Você foi injusta, Clarissa. Eu também tinha sonhos. Queria ir a Paris, praticar ioga, visitar velhos parentes, aprender alemão, jogar bilhar no boteco, conhecer o zoológico, ir mais ao cinema. Eu queria tanta coisa, mas você era, naquele momento, a única pessoa com quem eu queria estar. Eu te permiti ter amigos, te permiti ter o próprio mundo, o próprio gosto, te deixei tanta coisa, e você só me deixou a mim mesmo. Clarissa, você foi embora.
Entendo que é para sempre, que foi o ultimo adeus (ah, quantas brigas nossas acabaram em “último adeus”), mas sinto aqui dentro de mim, naquele ponto machucado que a agonia se instala, que você vai voltar, e mais bonita, e mais alegre, e mais cheia de vida, e ainda mais sozinha do que as outras vezes.
Você se lembra que pedi para não dilacerar meu coração? Não me importo de estar sofrendo novamente pelo que você me fez, mas me lembro tão claramente do seu sorriso, Clarissa, você me disse palavras tão bonitas e suaves. Sua voz adocicada me toma a mente de forma tão intensa, que posso te sentir aqui comigo, acariciando meus cabelos louros, apertando minha mão.
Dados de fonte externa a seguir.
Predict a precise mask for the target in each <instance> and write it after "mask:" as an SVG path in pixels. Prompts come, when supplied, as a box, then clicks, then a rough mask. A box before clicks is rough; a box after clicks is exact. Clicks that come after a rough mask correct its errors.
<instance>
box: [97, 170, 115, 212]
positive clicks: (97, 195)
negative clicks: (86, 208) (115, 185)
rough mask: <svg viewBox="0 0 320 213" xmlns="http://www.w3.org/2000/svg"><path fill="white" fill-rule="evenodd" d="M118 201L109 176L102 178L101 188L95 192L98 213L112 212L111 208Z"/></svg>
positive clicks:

Ah, mon aimé, peço que me desculpe por ser tão romântica. A verdade é que sinto mesmo sua falta, e sinto tanto medo de nunca mais te ver, tanto medo de você ter realmente ido embora.Dentro desse quarto verde, olho para todos os cantos, procurando algo seu, procurando os teus braços para me confortar, e me sinto a pessoa mais incapaz do mundo, pois agora todos os sentimentos que me ocorrem formam poesias lindas, mas só consigo repetir seu nome: Clarissa, Clarissa.Se nadas paredes verdes não restou nem ao menos sue retrato, imagino então a sala, toda branca, será que restou seus sapatos altos? Seus livros do Kerouac? Seus enfeites importados?Clarissa, entenda que somente sai da frente do espelho porque precisava saber o que restou de você na casa, e que eu não voltei porque precisava encontrar qualquer coisa sua dentro do cinema, da lanchonete, do bar, do novo amante.Eu não achei nada que te pertencesse. Aquele filme do Hitchcock era preferência minha, o suco na lanchonete tinha o mesmo gosto agradável do “antes – de - você”, de “durante-você” e que teria também “depois-de-você”, e no bar, Clarissa, encontrei as músicas que ouvi a vida toda sem você, encontrei bebidas que já eram charmosas antes mesmo de eu te conhecer, e o novo amante, minha querida, foi escolhido a dedo para eu poder projetar toda a alegria que resgato da juventude, dos sonhos de criança, que não permiti que se mofassem antes das tentativas. E sabe, Clarissa, no espelho ficará eternamente projetado o conformismo de um grande amor perdido, e nos novos amantes (que terão muitos, para mim e para você) projetarei apenas seus sorrisos, Clarissa, você não sabe o quanto é linda quando sorri.